Les chercheurs qui ont inventé la notion de principe
de précaution ont voulu faire entrer dans cet espace les
profanes. Les habitants et les membres des services
techniques locaux doivent devenir ensemble producteurs
de la cité, garants de son existence collective, de
son développement durable, de ce que de leur environnement
ils entendent faire demeurer (Jacques
Roux).
L’exemple de Quito au Pérou donné par Alexis
Sierra montre aussi que les représentations des techniciens
ne coïncident pas avec ce qu’observent les
habitants. Les actions de prévention visent les pentes
de la montagne, quand les bouchons dans les réseaux
ont lieu au centre ville.

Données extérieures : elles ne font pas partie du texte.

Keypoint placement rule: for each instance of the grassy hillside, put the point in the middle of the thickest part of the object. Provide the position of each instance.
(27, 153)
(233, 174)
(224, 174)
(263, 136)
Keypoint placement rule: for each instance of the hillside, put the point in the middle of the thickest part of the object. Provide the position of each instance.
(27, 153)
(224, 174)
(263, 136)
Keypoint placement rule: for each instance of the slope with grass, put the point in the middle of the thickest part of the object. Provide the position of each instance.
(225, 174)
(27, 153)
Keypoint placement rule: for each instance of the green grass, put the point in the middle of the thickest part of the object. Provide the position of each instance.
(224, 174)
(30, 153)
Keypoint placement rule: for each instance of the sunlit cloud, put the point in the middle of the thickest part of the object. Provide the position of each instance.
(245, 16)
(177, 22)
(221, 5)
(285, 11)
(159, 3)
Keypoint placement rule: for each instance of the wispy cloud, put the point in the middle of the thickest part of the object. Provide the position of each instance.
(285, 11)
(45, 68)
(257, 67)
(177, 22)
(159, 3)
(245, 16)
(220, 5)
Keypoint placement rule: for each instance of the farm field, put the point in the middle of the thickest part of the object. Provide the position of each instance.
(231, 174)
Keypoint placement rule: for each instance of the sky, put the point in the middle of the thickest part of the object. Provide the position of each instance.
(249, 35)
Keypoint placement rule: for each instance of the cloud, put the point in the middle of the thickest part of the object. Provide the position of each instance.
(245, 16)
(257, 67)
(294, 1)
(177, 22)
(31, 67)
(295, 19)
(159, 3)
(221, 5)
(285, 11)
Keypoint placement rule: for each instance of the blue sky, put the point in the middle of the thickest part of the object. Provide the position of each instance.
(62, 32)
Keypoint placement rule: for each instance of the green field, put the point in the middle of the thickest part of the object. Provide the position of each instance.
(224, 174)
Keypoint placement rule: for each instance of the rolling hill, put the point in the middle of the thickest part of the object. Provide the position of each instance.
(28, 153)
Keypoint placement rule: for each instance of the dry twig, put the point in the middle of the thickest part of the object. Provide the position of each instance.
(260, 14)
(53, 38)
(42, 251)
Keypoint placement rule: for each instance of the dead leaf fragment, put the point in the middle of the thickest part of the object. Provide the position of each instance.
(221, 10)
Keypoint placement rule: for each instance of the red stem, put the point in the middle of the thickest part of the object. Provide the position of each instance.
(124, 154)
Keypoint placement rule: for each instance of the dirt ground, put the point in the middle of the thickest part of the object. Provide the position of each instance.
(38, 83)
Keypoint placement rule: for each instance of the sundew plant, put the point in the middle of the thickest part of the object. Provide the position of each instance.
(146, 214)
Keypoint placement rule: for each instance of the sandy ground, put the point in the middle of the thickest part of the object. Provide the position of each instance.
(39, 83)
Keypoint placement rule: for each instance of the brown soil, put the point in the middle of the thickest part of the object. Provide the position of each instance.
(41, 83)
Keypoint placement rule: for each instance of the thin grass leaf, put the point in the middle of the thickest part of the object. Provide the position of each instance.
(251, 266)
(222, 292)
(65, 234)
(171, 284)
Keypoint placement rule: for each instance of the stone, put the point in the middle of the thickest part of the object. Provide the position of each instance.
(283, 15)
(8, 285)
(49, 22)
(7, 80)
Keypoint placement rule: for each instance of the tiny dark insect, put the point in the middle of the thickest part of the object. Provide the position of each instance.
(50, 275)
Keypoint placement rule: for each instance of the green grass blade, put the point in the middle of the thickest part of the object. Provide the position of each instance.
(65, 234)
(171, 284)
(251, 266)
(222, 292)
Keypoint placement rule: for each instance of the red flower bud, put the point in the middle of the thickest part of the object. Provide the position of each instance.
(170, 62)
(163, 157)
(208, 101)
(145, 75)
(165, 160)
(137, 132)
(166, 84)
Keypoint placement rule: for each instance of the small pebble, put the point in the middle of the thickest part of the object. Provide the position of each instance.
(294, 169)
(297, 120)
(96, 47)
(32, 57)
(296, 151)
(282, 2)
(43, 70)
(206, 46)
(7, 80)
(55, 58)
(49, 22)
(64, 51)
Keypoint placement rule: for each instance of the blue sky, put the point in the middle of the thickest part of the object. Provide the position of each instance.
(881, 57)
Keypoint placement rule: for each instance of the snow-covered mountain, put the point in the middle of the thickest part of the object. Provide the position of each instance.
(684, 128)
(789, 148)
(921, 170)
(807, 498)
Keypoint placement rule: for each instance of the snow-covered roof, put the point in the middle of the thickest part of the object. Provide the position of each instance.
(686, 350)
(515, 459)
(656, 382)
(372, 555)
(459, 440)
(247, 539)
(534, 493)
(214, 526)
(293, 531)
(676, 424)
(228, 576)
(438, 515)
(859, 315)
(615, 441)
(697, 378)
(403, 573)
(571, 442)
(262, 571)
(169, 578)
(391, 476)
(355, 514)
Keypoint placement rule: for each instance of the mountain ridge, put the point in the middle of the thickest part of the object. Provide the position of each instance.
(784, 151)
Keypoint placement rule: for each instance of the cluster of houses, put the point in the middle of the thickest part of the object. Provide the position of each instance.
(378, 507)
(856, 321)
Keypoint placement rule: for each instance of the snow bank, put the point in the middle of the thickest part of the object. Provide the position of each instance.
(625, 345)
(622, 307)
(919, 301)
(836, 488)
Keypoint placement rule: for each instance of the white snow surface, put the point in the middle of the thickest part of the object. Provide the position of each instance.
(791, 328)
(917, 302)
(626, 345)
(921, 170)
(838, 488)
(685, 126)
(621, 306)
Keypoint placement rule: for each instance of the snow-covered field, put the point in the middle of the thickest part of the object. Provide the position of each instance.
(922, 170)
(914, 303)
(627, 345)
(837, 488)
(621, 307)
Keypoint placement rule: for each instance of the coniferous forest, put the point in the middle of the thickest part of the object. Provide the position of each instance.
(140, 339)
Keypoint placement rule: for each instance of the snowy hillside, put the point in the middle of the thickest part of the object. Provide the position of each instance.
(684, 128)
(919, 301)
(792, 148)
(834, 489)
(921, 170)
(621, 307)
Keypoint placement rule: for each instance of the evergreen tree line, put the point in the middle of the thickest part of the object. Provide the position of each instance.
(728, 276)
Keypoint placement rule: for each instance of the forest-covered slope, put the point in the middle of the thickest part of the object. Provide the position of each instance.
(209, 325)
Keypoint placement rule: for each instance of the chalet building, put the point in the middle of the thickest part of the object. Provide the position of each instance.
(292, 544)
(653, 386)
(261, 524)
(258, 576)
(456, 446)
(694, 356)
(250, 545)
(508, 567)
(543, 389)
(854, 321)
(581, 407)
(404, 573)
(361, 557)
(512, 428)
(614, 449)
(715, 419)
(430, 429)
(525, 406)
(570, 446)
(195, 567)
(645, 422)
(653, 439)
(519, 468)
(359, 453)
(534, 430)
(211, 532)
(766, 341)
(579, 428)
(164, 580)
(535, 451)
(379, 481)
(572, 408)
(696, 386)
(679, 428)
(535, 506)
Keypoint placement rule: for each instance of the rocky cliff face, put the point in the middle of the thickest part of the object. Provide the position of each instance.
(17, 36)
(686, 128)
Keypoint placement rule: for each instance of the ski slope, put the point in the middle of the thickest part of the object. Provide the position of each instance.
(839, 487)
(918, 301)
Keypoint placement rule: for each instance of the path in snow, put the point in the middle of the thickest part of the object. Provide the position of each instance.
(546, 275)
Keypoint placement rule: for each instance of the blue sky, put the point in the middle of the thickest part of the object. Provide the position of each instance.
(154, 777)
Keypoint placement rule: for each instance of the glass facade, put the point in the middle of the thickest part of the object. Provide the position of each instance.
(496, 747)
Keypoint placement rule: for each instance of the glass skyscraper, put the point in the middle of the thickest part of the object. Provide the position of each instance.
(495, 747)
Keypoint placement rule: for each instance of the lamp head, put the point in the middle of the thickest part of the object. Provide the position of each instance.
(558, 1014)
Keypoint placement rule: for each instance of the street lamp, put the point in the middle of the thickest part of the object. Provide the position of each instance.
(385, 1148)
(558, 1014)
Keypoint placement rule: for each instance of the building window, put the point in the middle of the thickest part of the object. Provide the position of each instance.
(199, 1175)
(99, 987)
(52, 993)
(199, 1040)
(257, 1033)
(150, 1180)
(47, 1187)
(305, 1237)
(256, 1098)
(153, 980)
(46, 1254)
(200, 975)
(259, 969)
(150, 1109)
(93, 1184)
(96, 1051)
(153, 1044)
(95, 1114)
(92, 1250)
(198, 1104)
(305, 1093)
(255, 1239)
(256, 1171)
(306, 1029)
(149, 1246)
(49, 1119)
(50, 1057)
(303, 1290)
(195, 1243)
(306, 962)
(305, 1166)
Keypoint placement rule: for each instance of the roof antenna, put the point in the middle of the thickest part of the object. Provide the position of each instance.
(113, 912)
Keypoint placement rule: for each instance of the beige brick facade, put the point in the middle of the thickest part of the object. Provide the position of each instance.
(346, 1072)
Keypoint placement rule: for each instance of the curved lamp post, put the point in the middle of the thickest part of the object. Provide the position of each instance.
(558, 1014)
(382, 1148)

L’aléa sert à justifier le verdissement
des quartiers valorisés et l’interdiction de
construire là où se pressent les pauvres. Comme les
personnes aisées sont les premières à se plaindre en
cas de problème, le souci de répondre à la demande
justifie le déséquilibre de la réponse technique en leur
faveur. Mais les contradictions sociospatiales s’accentuent,
la ville risque de devenir ingouvernable.
Le cas de la plateforme pétrolière dans la baie de
Caxias au Brésil témoigne d’autres contradictions
sociales. La firme nationale brésilienne Petrobrás a de
nombreux certificats ISO mais le matériel n’est pas
partout aux normes. Le syndicat ouvrier n’a guère de
prise sur la question, qu’il mélange d’ailleurs à celle
du caractère public et national de l’entreprise. En
revanche les pêcheurs ont obtenu des compensations
pour la pollution de la baie. L’entreprise forme les
habitants alentour à des mesures de précaution. Elle
jouit d’une hégémonie sur le territoire peu propice à
une gouvernance collective (Henri Acselrad et Cecilia
de Mello).
Au Japon, la fréquence des catastrophes et parfois
leur importance en victimes et en dégâts ont entraîné
un grand mouvement de solidarité : un million de
bénévoles sont venus à Kobé après le tremblement de
terre de 1995. Les municipalités essaient de former la
population aux secours dans les quartiers. Des ateliers
d’exploration de la ville renforcent l’attention aux dispositifs
de secours et apprennent les mesures d’urgence
élémentaires. La collaboration bénévolesscientifiques
se développe (Tomohide Atsumi).
La certitude de la catastrophe, d’ailleurs nécessaire
pour recevoir la prime d’assurances, est le fait de la
victime. Dans le cas des inondations, les habitants travaillent
à leur sécurité avec le souvenir des crues,
directement vécues, ou racontées par leurs proches.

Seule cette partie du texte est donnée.